Esa iconografía de brocados profusamente estampados, pasados por el píxel, son marca de la casa Miró. Esa evocación literal de lujosas texturas, de tapices que sólo la iglesia podía pagar en tiempos barrocos para mayor gloria de un poderoso estamento como era el religioso. Miró ejerce una sutil a la vez que brutal transgresión temporal entre siglos de distancia, creando una finísima línea invisible -título que tiene esta exposición- y reactualizando mediante sus pinturas esas telas que literalmente, habían quedado para vestir santos o decorar grandes palacios.
La riqueza cromática de la obra de Federico Miró viene también dada por los bordados en los que se basa, de origen renacentista y barroco, todo ello sometido a un horror vacui donde nunca hay espacio para un blanco en el lienzo, rellenándolo por completo con riquísimos tonos que lo inundan hasta el borde del bastidor y por detrás del mismo. Lo ordinario, que es una sarta de pinceladas, se convierte en extraordinario en un conjunto perfecto de gamas de color y trama sincronizadas, creando un ritmo continuo, un juego pictórico perfectamente coreografiado.
Y así, estas pinturas, en su exclusividad, tienen componentes tanto figurativos como abstractos, que parten de una fuente conceptual, creando un polo magnético que se mueve entre la realidad y la representación, a partir del cual el autor busca que el espectador “sea partícipe de un espacio nuevo de percepciones y apariencias dispares donde lo místico y lo banal se unen, fusionando la frialdad metodológica, propia de la alta tecnología, con la temperatura emotiva característica de una tradición que hace del arte un refugio espiritual”, según sus propias palabras.
Ahora, para esta exposición, Miró fija su atención en los paisajes de la pintura japonesa como fuente de inspiración -qué casualidad, Japón, el país que representa la interlocución perfecta entre tradición y modernidad- y decide formalizar unas nuevas reglas para sus cuadros: un formato único y una reducción de la paleta a una gama monocroma por cuadro. La técnica de capas sigue siendo la misma para la realización pero los colores áureos anteriormente utilizados son sustituidos por los de la naturaleza japonesa, provenientes del detalle de la rama de un árbol en flor o la tela de un kimono, con un resultado etéreo a la vez que más austero.
Lo que simula ser la reducción de la representación de un modelo a su copia, cobra identidad propia al convertirse en una abstracción de esa imagen representada, que deja de serlo para mutar en algo autónomo, destruyendo ese modelo para resurgir como algo nuevo, propio y genuino del pintor que nos ocupa.

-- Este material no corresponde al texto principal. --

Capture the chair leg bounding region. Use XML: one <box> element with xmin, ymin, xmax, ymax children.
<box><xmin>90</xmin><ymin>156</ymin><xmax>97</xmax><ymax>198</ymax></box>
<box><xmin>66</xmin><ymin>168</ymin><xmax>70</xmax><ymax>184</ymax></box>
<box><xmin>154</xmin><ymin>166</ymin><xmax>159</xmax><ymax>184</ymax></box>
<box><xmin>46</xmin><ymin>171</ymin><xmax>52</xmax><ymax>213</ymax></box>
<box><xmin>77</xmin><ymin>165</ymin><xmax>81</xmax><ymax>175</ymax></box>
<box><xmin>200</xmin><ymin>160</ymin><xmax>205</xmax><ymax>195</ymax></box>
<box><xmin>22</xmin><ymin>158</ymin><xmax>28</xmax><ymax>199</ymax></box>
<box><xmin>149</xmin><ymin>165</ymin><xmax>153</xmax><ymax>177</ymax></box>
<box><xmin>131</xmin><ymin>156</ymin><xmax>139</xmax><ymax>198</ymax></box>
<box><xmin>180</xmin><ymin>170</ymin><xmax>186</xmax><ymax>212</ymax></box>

“Me considero una persona muy metódica, meticulosa, tranquila y paciente, aptitudes que aplico a mi proceso de trabajo y que, a mi juicio, se plasman en la obra”. Quien dice estas palabras no puede ser otro que Federico Miró, enclaustrado en su estudio -que también es vivienda- como un monje en su celda, que vive de, por y para la espiritualidad de la pintura. Una pintura reposada, meticulosa, inserta en una cápsula del tiempo desfigurada y deconstruída a su gusto, cuyo origen es lo contemplativo en el término más romántico de la palabra.